Figure 2.

Fragmentation-based ²H-edited NMR approach and observed Ψ^CES secondary structure. (A) The DIS loop of Ψ^CES served as the fragmentation site and was substituted by a stretch of intermolecular G-C base pairs. (B) Fragment annealing efficiency as measured by native polyacrylamide gel electrophoresis. (C) 2D NOESY spectra of uniformly labeled A^2rC^r-, A^2rU^r-, and A^2rC^rU^r-Ψ^CES and segmentally-labeled fr-A^2r:U^r- and fr-A^2rC^r:U^r-Ψ^CES samples used to make long-range NOE assignments. (D) Similarities in NOESY spectra obtained for A^2rC^rU^r-labeled [5′-L^ΔPBS]₂ and Ψ^CES confirm that the tandem three-way junction structure is present in both constructs. (E) NMR-derived secondary structure of Ψ^CES. Black and blue arrows denote A-H₂ NOEs observable in Ψ^CES and fr-Ψ^CES samples, respectively; red arrows highlight NOEs shown in panel (C and D); thin arrows denote very long-range NOEs. (F) Packaging of native HIV-1_NL4-3 5′-L and 5′-L^ΔPBS RNAs under competition conditions assayed by means of ribonuclease protection.

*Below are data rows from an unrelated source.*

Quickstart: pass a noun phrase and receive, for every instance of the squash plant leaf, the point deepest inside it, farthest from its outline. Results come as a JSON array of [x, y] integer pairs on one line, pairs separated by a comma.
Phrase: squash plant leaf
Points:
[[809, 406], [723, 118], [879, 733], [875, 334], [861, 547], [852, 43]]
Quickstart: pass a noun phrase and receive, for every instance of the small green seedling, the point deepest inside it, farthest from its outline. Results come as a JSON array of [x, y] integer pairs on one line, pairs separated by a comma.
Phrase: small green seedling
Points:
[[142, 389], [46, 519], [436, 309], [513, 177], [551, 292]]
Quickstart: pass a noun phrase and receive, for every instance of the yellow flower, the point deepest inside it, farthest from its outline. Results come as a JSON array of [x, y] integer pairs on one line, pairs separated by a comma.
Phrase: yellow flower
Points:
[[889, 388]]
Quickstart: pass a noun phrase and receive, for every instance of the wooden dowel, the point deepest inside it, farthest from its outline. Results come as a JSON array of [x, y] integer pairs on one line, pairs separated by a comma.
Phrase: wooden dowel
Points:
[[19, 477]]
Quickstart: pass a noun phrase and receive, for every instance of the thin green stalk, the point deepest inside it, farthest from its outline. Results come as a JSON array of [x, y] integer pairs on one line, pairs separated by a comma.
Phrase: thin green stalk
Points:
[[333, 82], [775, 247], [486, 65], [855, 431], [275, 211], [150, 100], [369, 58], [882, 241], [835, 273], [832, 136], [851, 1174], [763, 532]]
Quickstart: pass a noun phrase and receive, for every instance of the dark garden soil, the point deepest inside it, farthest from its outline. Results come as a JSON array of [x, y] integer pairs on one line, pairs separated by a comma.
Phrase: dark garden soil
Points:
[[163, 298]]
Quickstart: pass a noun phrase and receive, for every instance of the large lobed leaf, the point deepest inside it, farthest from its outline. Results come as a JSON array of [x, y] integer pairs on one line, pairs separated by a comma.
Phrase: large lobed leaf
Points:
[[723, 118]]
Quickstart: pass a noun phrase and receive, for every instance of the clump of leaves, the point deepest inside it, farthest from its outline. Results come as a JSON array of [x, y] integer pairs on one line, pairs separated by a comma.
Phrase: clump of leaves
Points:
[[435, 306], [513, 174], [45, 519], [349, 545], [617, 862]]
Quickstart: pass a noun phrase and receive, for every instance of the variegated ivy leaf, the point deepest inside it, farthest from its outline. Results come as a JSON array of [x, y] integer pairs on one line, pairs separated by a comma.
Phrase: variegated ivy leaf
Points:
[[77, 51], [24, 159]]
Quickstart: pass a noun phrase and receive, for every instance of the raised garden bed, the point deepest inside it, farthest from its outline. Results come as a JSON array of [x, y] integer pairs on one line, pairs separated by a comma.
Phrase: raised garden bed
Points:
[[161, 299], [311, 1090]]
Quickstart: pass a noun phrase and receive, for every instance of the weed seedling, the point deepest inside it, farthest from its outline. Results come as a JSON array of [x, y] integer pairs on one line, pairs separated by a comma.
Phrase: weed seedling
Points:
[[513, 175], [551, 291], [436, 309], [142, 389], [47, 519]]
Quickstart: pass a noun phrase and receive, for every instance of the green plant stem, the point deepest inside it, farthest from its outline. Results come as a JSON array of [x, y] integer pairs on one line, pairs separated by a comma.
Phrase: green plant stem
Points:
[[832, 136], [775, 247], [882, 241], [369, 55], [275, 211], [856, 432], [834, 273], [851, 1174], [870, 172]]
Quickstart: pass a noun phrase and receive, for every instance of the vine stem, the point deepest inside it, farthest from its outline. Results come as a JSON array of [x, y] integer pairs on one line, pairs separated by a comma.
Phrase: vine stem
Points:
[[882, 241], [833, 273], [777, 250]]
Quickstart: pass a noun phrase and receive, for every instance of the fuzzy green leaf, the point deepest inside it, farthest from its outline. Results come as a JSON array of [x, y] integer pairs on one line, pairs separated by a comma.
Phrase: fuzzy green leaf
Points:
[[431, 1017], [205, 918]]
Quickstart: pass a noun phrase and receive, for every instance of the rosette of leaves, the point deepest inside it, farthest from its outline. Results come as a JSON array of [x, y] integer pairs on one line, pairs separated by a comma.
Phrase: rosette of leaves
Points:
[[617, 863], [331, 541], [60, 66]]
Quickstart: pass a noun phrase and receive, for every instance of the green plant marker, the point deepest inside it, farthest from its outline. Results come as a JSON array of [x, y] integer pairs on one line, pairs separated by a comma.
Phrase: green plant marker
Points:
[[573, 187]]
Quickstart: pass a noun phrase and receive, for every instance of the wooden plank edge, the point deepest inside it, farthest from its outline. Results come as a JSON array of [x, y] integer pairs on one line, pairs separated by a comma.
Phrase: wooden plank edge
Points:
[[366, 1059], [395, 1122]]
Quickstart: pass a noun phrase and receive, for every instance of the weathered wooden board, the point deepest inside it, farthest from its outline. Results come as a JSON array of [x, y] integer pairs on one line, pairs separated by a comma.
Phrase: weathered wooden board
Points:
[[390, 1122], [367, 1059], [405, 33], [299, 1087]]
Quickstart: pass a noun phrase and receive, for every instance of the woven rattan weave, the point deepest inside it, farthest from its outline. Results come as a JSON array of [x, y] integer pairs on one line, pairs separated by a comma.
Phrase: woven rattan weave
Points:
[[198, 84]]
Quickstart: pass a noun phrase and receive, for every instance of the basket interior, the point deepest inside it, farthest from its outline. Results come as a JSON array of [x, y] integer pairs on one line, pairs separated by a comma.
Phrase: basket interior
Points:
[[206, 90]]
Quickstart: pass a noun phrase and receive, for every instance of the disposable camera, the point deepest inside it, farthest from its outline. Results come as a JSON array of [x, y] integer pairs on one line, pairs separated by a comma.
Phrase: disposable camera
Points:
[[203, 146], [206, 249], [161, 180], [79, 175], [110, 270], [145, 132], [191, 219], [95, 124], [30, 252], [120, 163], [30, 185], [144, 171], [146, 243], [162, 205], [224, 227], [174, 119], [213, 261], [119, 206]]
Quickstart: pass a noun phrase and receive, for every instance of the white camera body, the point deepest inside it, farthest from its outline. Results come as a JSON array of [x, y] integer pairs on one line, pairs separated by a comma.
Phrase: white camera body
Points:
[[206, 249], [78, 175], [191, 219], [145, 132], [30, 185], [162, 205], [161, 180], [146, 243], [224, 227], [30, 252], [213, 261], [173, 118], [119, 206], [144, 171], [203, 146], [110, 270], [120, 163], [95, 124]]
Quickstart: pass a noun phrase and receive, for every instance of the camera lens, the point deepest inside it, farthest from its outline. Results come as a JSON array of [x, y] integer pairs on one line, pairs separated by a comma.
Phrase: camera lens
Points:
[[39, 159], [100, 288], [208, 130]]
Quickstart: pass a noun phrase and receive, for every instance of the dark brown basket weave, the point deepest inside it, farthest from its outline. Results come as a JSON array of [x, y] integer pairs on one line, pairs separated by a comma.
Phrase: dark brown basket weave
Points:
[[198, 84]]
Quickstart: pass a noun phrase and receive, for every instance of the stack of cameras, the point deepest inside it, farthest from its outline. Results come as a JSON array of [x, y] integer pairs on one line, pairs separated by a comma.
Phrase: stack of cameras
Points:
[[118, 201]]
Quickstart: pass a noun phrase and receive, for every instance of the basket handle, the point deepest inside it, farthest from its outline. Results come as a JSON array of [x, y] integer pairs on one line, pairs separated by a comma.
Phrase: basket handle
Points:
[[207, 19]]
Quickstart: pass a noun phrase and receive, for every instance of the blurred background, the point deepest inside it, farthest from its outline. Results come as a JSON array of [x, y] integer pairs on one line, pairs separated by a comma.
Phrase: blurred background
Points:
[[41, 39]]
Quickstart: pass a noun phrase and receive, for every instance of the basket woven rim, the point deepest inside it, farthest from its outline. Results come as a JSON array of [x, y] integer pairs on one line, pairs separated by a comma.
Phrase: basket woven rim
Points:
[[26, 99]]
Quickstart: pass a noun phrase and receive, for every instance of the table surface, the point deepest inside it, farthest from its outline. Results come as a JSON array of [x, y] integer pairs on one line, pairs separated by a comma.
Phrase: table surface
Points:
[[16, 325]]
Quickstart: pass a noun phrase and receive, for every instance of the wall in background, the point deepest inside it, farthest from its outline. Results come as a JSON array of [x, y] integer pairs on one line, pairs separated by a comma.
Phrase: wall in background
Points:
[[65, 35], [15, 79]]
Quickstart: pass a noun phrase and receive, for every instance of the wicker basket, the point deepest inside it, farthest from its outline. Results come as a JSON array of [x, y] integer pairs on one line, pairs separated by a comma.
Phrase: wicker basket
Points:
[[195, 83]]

P, undigested probe; M, RNA sizes marker. Lanes 1 and 2: native HIV-1_NL4-3 helper versus test vectors containing 5′-L^ΔPBS (1) or native HIV-1_NL4-3 (2). Lane 3: HIV-1_NL4-3 helper expressed without test RNA. Lane 4: mock transfected-cells. Samples obtained from transfected cells (Cells) or viral containing media (Virus) are indicated. Bands corresponding to host 7SL RNA, HIV-1_NL4-3 helper RNA (Ψ⁺) and co-packaged test RNAs (Test) are labeled.